# ka24e underdrive crank pulley



## xwalterx (May 26, 2005)

i just got my underdrive crank pulley in the mail today. i went down to my local shop and to my dismay and carelessness was informed the crank pulley was for a serpentine belt. my motor is not sperpentine. as far as i have seen sperpentine pulleys for the rest of the accessoriess (water pump, ps) are NOT available. short of replacing the rest of the pulleys and or returning this thing; any suggestions? i'd like to put this thing on. i thought it was going to be a simple r/r. guess not. please help.

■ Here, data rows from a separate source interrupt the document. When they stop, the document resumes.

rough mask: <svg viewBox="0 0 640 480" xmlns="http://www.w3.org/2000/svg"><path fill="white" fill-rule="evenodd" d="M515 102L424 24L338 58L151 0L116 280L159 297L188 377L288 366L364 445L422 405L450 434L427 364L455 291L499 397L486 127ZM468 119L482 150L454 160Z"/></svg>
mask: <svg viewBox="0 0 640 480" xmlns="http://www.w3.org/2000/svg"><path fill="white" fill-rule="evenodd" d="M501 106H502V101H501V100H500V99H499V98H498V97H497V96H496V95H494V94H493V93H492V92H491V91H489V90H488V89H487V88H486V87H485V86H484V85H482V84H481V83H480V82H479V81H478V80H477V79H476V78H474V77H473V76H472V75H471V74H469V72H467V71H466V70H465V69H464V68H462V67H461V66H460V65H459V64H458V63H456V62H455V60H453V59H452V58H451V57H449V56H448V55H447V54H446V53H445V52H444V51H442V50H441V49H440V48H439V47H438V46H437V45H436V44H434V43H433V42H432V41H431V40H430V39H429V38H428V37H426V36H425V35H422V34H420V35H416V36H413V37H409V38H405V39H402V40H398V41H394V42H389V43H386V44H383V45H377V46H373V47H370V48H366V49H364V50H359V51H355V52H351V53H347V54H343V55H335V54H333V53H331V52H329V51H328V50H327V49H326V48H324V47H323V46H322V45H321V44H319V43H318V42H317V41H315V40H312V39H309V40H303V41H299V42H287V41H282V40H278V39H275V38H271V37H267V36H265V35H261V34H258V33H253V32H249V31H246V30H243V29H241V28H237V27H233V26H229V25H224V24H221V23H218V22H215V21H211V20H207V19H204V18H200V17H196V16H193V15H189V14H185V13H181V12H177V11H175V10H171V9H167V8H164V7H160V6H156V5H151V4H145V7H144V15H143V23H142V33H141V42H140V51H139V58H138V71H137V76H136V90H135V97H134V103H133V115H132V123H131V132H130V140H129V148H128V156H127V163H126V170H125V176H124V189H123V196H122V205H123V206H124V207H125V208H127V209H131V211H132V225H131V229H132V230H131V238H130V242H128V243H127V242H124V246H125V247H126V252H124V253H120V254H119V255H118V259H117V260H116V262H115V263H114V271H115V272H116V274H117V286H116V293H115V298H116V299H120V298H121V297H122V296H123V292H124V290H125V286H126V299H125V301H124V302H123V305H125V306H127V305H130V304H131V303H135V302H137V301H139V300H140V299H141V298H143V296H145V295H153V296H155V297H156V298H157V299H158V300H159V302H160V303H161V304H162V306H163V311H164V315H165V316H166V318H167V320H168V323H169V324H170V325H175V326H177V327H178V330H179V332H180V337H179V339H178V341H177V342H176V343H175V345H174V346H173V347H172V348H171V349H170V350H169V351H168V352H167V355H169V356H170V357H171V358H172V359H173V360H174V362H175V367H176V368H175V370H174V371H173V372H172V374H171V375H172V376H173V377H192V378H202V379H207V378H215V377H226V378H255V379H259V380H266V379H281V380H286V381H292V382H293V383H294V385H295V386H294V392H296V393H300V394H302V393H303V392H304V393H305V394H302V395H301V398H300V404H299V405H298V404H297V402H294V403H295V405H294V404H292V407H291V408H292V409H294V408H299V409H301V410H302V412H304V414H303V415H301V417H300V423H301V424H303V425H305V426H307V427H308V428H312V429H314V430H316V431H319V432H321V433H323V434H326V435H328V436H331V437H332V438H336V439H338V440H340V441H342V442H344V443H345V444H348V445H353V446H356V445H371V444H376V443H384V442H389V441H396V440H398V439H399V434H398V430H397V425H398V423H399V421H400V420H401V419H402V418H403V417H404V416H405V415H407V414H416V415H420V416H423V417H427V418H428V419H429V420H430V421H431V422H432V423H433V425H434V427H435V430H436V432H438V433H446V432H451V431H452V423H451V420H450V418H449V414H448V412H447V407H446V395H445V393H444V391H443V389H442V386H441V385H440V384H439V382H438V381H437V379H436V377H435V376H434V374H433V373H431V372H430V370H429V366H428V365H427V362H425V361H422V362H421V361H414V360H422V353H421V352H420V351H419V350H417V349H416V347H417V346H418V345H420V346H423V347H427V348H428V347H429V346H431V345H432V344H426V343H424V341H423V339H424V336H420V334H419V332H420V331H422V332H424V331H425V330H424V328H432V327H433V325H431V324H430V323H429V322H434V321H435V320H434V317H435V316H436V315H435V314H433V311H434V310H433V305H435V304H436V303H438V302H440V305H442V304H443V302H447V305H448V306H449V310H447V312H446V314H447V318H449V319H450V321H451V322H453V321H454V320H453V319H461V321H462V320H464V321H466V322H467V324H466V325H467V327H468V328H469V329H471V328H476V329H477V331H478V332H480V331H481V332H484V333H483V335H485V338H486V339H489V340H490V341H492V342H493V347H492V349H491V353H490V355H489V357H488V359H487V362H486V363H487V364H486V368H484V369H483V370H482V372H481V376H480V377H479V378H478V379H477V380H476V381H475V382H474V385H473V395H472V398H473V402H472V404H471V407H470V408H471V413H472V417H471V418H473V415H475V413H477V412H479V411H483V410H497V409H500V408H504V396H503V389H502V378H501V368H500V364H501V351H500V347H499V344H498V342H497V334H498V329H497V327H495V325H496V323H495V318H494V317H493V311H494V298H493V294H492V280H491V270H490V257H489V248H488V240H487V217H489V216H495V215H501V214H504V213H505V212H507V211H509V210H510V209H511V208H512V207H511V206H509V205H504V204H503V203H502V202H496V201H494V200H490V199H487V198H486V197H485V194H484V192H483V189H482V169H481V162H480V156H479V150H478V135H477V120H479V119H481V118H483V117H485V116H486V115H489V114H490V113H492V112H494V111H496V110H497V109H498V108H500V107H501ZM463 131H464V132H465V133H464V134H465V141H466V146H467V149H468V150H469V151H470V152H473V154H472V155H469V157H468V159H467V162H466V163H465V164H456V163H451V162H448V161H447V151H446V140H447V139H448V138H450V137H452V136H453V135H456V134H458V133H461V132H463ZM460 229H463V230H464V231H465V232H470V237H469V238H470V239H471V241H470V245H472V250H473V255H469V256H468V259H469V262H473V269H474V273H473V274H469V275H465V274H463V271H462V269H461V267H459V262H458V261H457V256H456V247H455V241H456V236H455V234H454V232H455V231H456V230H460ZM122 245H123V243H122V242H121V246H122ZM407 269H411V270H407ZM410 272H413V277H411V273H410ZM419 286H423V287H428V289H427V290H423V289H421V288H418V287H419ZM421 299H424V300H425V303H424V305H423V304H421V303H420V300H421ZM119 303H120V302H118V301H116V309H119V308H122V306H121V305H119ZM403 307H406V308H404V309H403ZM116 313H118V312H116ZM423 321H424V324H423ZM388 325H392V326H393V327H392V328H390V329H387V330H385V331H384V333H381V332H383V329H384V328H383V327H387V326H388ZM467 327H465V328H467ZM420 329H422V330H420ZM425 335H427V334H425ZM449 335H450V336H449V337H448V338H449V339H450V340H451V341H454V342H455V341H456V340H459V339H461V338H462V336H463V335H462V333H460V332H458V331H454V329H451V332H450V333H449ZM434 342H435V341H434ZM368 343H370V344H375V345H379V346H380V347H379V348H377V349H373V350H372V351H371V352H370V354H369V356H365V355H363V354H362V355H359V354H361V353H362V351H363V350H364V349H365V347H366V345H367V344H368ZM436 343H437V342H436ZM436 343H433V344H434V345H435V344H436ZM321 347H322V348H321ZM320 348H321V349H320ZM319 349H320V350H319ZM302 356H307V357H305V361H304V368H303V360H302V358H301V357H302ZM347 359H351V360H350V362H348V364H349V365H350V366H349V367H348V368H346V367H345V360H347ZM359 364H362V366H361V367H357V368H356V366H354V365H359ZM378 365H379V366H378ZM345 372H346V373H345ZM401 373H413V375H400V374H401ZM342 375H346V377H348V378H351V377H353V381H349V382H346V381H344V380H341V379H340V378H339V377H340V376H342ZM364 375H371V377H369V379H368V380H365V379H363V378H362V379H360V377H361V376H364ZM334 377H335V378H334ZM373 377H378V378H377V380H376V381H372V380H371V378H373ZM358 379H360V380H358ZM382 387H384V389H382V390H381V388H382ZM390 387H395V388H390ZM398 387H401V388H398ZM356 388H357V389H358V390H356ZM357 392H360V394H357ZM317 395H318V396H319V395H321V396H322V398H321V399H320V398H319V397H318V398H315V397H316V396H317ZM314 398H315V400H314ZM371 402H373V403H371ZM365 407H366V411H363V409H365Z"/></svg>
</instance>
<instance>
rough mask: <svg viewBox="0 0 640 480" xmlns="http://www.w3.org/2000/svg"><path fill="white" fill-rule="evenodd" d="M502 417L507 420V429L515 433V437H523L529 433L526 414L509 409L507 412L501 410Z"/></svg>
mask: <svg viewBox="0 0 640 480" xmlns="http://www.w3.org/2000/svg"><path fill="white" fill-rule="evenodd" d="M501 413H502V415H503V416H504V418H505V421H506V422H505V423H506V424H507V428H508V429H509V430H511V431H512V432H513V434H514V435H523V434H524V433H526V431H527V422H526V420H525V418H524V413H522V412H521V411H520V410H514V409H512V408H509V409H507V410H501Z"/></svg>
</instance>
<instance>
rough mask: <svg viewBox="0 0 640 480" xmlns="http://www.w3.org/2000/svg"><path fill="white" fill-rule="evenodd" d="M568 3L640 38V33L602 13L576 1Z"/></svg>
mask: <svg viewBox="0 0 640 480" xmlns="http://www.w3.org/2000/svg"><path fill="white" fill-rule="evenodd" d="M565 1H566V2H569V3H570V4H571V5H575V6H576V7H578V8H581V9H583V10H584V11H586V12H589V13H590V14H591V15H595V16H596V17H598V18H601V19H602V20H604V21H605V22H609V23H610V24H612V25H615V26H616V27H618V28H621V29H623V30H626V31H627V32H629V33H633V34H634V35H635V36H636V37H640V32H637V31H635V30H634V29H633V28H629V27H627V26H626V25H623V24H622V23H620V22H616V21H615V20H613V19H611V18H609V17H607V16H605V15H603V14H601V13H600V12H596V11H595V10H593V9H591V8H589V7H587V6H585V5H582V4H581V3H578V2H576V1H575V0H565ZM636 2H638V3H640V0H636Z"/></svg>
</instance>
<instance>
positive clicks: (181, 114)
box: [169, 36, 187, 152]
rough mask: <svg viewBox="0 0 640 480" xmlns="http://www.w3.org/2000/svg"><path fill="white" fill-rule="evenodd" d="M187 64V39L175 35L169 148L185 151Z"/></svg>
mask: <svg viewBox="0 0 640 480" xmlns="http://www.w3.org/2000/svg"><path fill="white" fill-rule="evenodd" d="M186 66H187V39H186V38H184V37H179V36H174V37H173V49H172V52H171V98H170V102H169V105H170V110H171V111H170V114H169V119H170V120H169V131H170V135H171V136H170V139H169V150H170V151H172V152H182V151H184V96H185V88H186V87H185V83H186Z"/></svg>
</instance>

more importantly, will the stock accessory pulleys work in conjunction with the new sperpentine crank pulley? if not where can i find underdrive accessory pulleys to use with this thing. thanx


----------



## xwalterx (May 26, 2005)

duh answered my own question. called unorthodox racing in ny and they told me that i could find stock serpentine accessory pulleys in the junk yard. mine in my 90 hardbody are not serpentine. LAME. anoyone got some stock serpentine accessory pulleys laying around? if so, i'll buy em.


----------



## 240on430 (May 3, 2005)

If you ordered directly from Unorthodox, you should return it for the right part.

This should be one of my next mods. Let me know how it goes.


----------



## zellx2004 (Sep 30, 2004)

240on430 said:


> If you ordered directly from Unorthodox, you should return it for the right part.
> 
> This should be one of my next mods. Let me know how it goes.


Unorthodox makes the pulley for the 240sx KA24E engine, not the hardbody engine. They have a different type of belt. But they are interchangable.


----------